Saturday, January 3, 2015

Theatre of Ocean

Stories of performance between Us


This manuscript, titled Theatre of Ocean, is 100,000 words and was edited by Lauren Oyler in Berlin. 
Theatre of Ocean: Stories of performance between Us - says ‘There is nothing wrong with I. The I sometimes speaks of “we” better.’ (Chapter 11, “A Letter to Grandma”)
The work is a non-conventional narrative; a cross-cultural, feminist artist memoir best framed within the literary traditions of post-modern writing, autobiography, contemporary arts and feminism, spanning across 3 cultures including New Zealand. 
Theatre of Ocean is a memoir of a performance artist moving backwards and forwards in space and time; it is a series of stories of art and experience that interweave performance, love, art, culture, and gender politics. Framed as an autobiography, it plays on the idea of genre just as the artist's live work does by incorporating aspects of narrative, poetry, film, music, activism, travel writing, New Age ideology, academia, and performance within a metaphorical dance between cultures and art forms that is both speculative and political, wide-reaching and deeply personal. An established performance artist, dancer, choreographer, video artist, and burgeoning writer from New Zealand, Alexa Wilson guides the reader through fragmented musings that traverse the spaces between cultures, borders, art forms, lovers, identities, and times to explore a spiritual anarchism, offering reflections that stretch beyond the confines of institutions and conventional narrative.

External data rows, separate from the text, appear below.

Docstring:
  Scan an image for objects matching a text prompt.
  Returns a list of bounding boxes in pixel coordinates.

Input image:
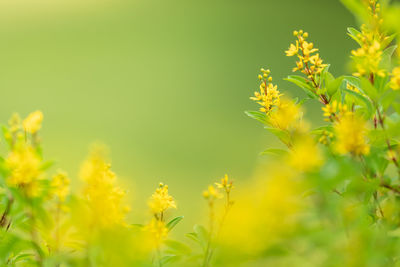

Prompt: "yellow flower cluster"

[390,67,400,90]
[215,174,234,194]
[143,218,168,247]
[351,0,389,79]
[80,146,129,227]
[5,142,42,197]
[203,185,223,202]
[285,30,327,78]
[288,135,323,172]
[148,183,176,217]
[318,131,334,145]
[51,171,70,202]
[269,98,304,130]
[322,100,348,121]
[250,69,281,115]
[334,112,370,156]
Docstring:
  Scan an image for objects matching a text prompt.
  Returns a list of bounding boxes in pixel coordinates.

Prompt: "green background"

[0,0,355,226]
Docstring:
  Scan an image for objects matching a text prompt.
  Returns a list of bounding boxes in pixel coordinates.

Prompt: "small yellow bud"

[22,110,43,134]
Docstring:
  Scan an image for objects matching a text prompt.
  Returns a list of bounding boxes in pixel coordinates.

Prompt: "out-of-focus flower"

[22,110,43,134]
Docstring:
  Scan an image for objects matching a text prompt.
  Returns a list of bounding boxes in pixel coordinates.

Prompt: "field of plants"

[0,0,400,267]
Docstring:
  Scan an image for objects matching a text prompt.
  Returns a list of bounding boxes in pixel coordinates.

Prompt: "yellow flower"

[250,69,281,115]
[80,146,129,227]
[215,174,233,193]
[390,67,400,90]
[51,171,70,202]
[149,183,176,214]
[322,100,348,121]
[270,99,302,130]
[285,41,299,57]
[5,144,42,197]
[22,110,43,134]
[285,30,327,79]
[351,0,389,77]
[334,112,370,155]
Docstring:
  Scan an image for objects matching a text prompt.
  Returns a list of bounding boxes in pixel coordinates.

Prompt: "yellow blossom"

The writing in Theatre of Ocean ranges from hyper-emotional prose-poem to academic feminist critique to humour piece. Written largely in Berlin, the book expresses a feminism through a theatre of words; the ephemeral medium of performance is articulated across cultures and times during the peak of a consumer age. Juxtaposing real stories with art works performed, scripted, staged, or improvised, Theatre of Ocean reveals an artist clawing at the possibilities for great change in the fabric of our world, in a dynamic triumvirate of settings: New York, Berlin, New Zealand. Theatre of Ocean uses its central metaphor to connect everyone and everything through a relentless ocean of performances within frameworks of experience, often violent, offering the reader opportunities for engagement. Ultimately, it is the opposite of an autobiography about an individual – it is stories of performance between an individual and her audience as well as those in her world, an autobiography about the collective forces that both affect and are affected by an individual, and what an individual can do to transform these forces.